Root cause: Macroquad’s Camera2D::from_display_rect uses Y-up world coordinates. My world-to-screen projection was not inverting Y. Fixing it was a single line in math_helpers.rs:
screen_y = screen_height - (world_y - camera_top_left_y) * scale_y;
One line. I had been looking at this problem for three days. My daughter can build a tower and knock it down in thirty seconds and learn more about structural physics than I learned in three days of debugging a Y-axis projection. Some days I think she is the smart one in this family.
What It Feels Like Now
Open the game. The start screen is storm-heavy — rain, lightning, the whole gothic atmosphere. Click Start Game. Leere appears in the dim light and starts talking. Their dialogue file is YAML; you could open it right now and change what they say.
After the intro, the garden opens up. Enemies start spawning from the edges. Your auto-attacks fire at the nearest target. XP gems drop and magnetise toward you. Level up — three cards slide in with rarity glows and badges. Pick one. The stats apply immediately. The run continues.
Your companions spread into formation around you. Eve casts prismatic chain at a distant enemy — the lightning forks through three targets. Helena pulses a heal aura. Siegfried drops a void well that pulls enemies inward while you pick them off. These are not scripted sequences. They are emergent from data files you can edit.
And every number — every cooldown, every damage value, every colour, every label, every spawn timing, every dialogue line — lives in a plain-text file under Assets/. You can change any of it without compiling anything.

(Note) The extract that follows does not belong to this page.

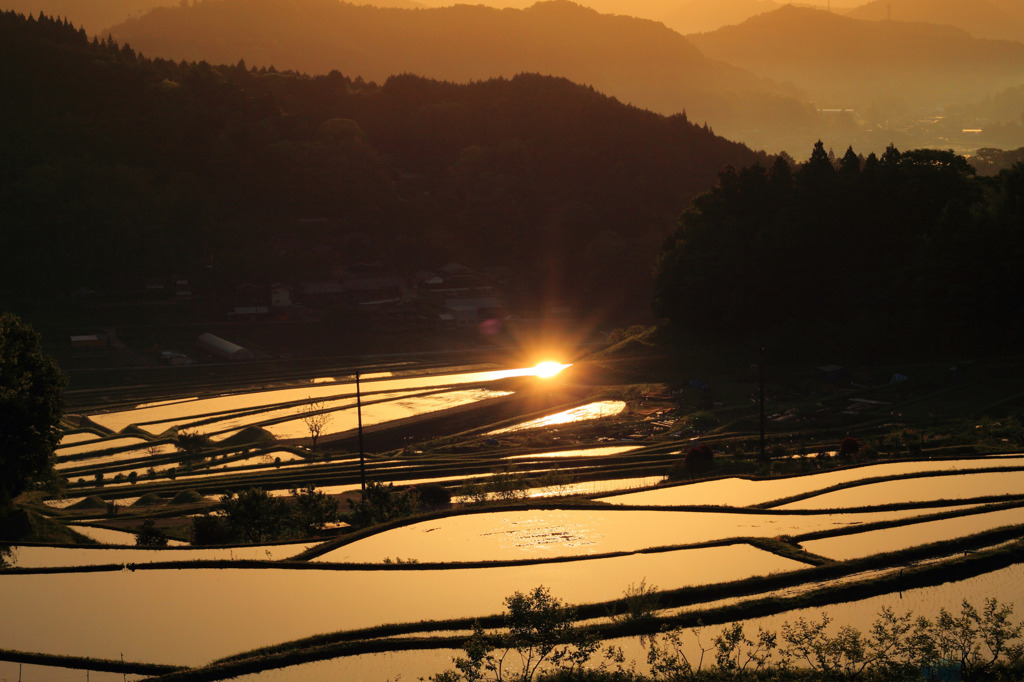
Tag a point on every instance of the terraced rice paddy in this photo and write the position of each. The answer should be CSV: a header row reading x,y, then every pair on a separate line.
x,y
463,565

That is the point. That is always the point.
What Is Next
The immediate roadmap (Priority 1 in TODO.md) is full-control modding:
- General Lua event hooks —
on_run_start,on_enemy_killed,on_player_hit,on_level_up_offer. One API for all events. - Shared effect model — upgrades, abilities, and Lua commands all use the same stat-effect schema.
- Mod pack layout —
Mods/<mod_id>/mod.tomlwith metadata, versioning, and namespaced content. - Scene TOML files — prop placement, garden beds, and fences extracted from hardcoded Rust into data.
- Audio persistence — save volume settings, lazy-load non-core SFX, dynamic music crossfade.
Beyond that: skill trees, legendary items, evolutions, full enemy roster, stages 2-6, endless mode, co-op.
But the truth is, the thing I am most excited about is handing this to someone who has never written code and watching them change something anyway. The architecture exists to make that possible. The rest is content.
My daughter is asleep. The baby monitor is quiet. I have maybe an hour before she wakes up and the whole cycle starts again. That is enough time to fix one bug, ship one feature, or write one more loader function that lets someone change the game without fighting the compiler.
Eighty minutes well spent.
If you read this far: everything in Assets/ is yours. cargo run --bin mod_check will tell you if you broke something. Docs/MODDING.md will tell you how to fix it. The game is built to be taken apart.